Ты господа бога своей грудью вскормила
И грех нашего прародителя искупила.
- Ну что, не "Искупила"?
- Пусть будет по-твоему.
- Выпили бы лучше, - прервал их войт.
- За твое здоровье, кум.
- За твое здоровье!
- Лхаим!
- Селям!
- Дай бог счастливо!
Все трое выпили, но так как происходило это во время франко-прусской войны, то Гомула опять вернулся к политике.

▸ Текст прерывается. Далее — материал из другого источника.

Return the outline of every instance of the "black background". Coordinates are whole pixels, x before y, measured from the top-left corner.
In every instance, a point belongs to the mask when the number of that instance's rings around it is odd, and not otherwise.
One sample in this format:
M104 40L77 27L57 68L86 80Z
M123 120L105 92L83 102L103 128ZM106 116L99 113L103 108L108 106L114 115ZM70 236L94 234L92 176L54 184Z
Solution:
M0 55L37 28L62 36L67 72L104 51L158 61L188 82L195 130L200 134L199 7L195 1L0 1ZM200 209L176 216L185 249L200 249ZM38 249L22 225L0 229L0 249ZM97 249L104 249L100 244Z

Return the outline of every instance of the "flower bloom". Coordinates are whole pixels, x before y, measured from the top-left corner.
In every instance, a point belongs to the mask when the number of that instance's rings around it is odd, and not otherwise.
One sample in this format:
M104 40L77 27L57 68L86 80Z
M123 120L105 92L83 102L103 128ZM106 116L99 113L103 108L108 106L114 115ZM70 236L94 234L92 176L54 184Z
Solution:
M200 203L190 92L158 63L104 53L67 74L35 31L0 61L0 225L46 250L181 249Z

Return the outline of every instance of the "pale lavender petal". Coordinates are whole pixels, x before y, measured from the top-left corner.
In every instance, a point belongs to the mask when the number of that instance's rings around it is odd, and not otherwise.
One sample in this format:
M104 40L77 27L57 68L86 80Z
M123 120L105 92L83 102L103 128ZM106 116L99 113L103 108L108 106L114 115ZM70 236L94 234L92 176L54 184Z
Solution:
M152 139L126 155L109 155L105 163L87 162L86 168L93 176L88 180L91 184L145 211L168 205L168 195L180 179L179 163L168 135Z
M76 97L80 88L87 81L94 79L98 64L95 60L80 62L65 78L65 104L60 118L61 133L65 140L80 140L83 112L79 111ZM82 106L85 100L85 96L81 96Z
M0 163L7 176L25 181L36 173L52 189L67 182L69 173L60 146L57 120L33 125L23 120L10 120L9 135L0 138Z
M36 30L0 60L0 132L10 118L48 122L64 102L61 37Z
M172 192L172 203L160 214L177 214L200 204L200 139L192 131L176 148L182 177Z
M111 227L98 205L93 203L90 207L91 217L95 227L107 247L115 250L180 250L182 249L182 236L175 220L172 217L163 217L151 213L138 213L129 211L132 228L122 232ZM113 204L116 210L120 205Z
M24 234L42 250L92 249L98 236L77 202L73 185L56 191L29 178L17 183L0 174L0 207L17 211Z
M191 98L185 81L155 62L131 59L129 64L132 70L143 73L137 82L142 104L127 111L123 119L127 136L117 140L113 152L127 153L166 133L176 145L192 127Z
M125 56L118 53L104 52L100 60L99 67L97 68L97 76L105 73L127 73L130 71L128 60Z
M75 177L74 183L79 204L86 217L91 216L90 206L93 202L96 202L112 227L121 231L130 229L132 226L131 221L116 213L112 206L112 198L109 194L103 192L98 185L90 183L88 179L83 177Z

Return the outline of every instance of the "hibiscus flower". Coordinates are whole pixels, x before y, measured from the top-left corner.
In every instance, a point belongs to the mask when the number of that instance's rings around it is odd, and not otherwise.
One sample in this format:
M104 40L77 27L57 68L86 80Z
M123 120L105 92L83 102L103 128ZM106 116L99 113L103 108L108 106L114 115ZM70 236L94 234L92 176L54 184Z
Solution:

- Французы, - сказал он, - просто вертопрахи. Я-то их не помню, а только мой отец говорил, что как стояли они у нас на постое, прямо как судный день был в Бараньей Голове. Больно они охочи до баб. Возле нашей хаты жил Стась, отец Валента, а у них на постое тоже был француз, а может, и два, не помню. И вот, просыпается раз ночью Стась, да и говорит: "Каська! Каська! Мне почудилось, будто француз возле тебя лежит". А она говорит: "Да и мне самой тоже так сдается". А Стась говорит: "Так ты скажи ему, чтобы он убирался прочь!" А баба ему: "Как бы не так... Поговори с ним, когда он по-нашему не понимает!" Чего ему было делать?..
- Выпьем-ка еще по одной, - сказал Бурак.
- Дай бог счастливо!
- Спасибо на добром слове!
- Ну, за твое здоровье!
Выпили опять, а так как пили они ром, то Репа, осушив свой стакан, стукнул им по столу и сказал:
- Эх! Что добро, то добро!
- Еще, что ли? - спросил Бурак.
- Наливай!
Репа уже побагровел, а Бурак все продолжал ему подливать.
- Вот ты, - наконец сказал он Репе, - ведь одной рукой закинешь куль гороха на спину, а на войну идти побоишься.
- Я побоюсь? Нет, драться, так драться.
- Иной и мал, да удал, - сказал Гомула, - а другой и велик и здоров, да трус.
- Врешь! - воскликнул Репа. - Я не трус!
- Кто тебя знает? - продолжал Гомула.
- А вот двинул бы я тебя этим кулаком по спине, - ответил Репа, показывая кулак с добрый каравай, - рассыпался бы ты, как старая бочка.
- Ну, это как сказать.
- Давай попробуем!
- Будет вам, - вмешался войт. - Никак, вы драться хотите? Лучше выпьем.
Выпили еще, но Бурак и Гомула только пригубили, а Репа схватил залпом целый стакан рому, так что у него глаза чуть на лоб не выскочили.
- Поцелуйтесь теперь, - сказал войт.
Репа бросился обнимать Гомулу и заплакал, а это означало, что он изрядно подвыпил, затем стал сетовать на свою горькую долю, вспоминая пегого теленка, который две недели назад околел ночью в хлеву.